Surviving A Zimbabwe Fuel Crisis (while keeping your sense of humor)
Hi everyone
If you have ever wondered what it must be like living in a world without fuel, for those in my circle living in the normal world I thought that a slice of life from fuel-challenged Zimbabwe might be of interest.
With fuel and how to obtain it dominating one’s every move in Zimbabwe, you find yourself in some unexpected situations. You have to see the funny side.
Take yesterday - Friday for example.
We left our mission campus at 2.30 pm. The heat was getting to me and by accident I had left my Zimbabwe Personal Air-Conditioning System at home (T-shirt soaked in cold water and worn till it dries - then soaked again - very effective if you can handle the incredulous looks from all around)
My driver Ivan looks twelve but is actually married with two children. He has a high voice and speaks in both English and Shona at two hundred words a minute. He also has a joyful and optimistic personality. The intention is to go home to Harare and do food shopping on the way. Now we remember the fuel gauge is nearly on empty - not enough to get home let alone last me the weekend.
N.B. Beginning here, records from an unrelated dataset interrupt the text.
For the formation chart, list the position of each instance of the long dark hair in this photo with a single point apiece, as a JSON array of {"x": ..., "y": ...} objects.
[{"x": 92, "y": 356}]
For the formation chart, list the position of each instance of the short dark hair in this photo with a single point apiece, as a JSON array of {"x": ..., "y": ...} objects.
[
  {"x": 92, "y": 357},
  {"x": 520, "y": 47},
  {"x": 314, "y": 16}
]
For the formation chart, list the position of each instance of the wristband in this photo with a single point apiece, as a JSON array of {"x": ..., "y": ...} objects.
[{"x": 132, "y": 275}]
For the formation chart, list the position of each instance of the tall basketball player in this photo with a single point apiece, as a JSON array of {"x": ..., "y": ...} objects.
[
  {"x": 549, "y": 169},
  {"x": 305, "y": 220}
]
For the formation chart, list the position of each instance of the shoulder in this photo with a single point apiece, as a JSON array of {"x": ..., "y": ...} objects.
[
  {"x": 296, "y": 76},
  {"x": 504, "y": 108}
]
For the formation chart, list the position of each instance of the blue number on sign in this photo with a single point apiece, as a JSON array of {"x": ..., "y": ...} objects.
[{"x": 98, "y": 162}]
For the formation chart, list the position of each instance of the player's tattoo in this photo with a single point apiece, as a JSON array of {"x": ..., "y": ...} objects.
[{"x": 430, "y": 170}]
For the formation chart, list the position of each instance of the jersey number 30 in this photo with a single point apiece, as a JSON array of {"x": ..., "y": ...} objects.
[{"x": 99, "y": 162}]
Twenty two cel-phone redials later we reach our operations director. We are happy - that's quite quick for the normal Zimbabwe network overload. He is en route half way between our paper making operation and the mission. He gives us instructions for a rendezvous at a certain nearby service station. We head up the highway towards Chitungwiza, the satellite town near where our paper-craft workshops are located.
These days all the regular BP’s and TOTAL’s etc., service stations are closed and dead. When I was here last there were two-mile lines of vehicles winding from the ones that rumour had it were expecting a tanker. Now, unless you know someone, or something, or have access to scarce foreign currency, there is no fuel available al all. What continually astounds me is that there are so many vehicle owners who must know someone or something because there are STILL traffic jams at rush hour in spite of sky high black market prices. Unfathomable!
The deadly mix of fuel illegally stored in homes-and power cuts, has resulted in the sharp rise of houses complete with occupants exploding in deadly conflagrations as sparks from cooking fires ignite petrol fumes. Anyway on with the story....
We turn off the highway into a road on the edge of Chitungwiza. It is lined with several dead service stations. Now-days if one happens to pull up near one, a flock of black-marketeers descend on one's car all jostling for business. When a suitable price is agreed the approved vendor slips into the back seat and directs one to a less conspicuous location where plastic canisters appear - fuel is furtively siphoned - money changes hands and off one goes for another couple of hundred kilometers.
The rendezvous is to be at a new service station and Ivan does not know the location so on this occasion we stop only to ask directions. We are descended upon by the flock, directions are given, and disappointed at the lost opportunity, they turn away.
We head off into a small side road leading directly into the bowels of Chitungwiza.
Several enquiries later we pull over to the side of a narrow street. On the one side is a bar that is blaring out deafening pop music, and on the other is an unmarked high wall with a gap. The rear end of a giant fuel tanker is facing us through the gap. Heaven alone knows how it got in through the gap from the narrow street. Among the crowd outside, with relief I spot our ops director, a 25 year old pillar of calm among the chaos, holding on to his battered laptop bag. (The bag - not the laptop, is battered, for disguise). He jostles over to us. "Ten minutes", he reports, "When the tanker has offloaded"
Forty-five minutes later the Zimbabwe ten minutes is up and I am now frying under the pitiless sun. Natural instincts to keep all windows and doors closed and locked under such circumstances are abandoned and they are all flung wide open, The crowds are genial. Ivan and our ops director are happily chatting nearby with various friends and acquaintances. I am now beyond nervous and into amiable acceptance, responding cheerfully to various Hallo-how-are-you’s from passing strangers.
Suddenly the tanker moves forward and out through another gap further along in the wall. Ivan leaps into the car. We slip into a compound where a strangely out of place, shiny new fuel pump is waiting to fill us up with petrol, all just previously arranged by our ops director together with the owner. He explains that this is a recently opened legal service station (go figure – don’t ask), with which he is now acquainted for future transactions.
The pump attendant, an attractive girl, fills our tank to the brim for the first time since I arrived in Harare. Ivan is totally exultant, as if he has just eaten his first proper meal in weeks. "We can go anywhere," he screams joyfully. “We can drive to Bulawayo, or South Africa”!
I bring him down to earth saying all I want is enough fuel to go food shopping over the weekend. Shopping means driving from supermarket to supermarket in various suburbs seeking scarce necessities. One advantage for me of the latest food shortages is involuntary weight loss. No bread, no ice cream, no chocolate bars. This does not stop one from vainly scanning the empty shelves in hope.
We drive home, no longer on the smell of an oil rag wondering whether we will make it.
Another day - another tank of petrol.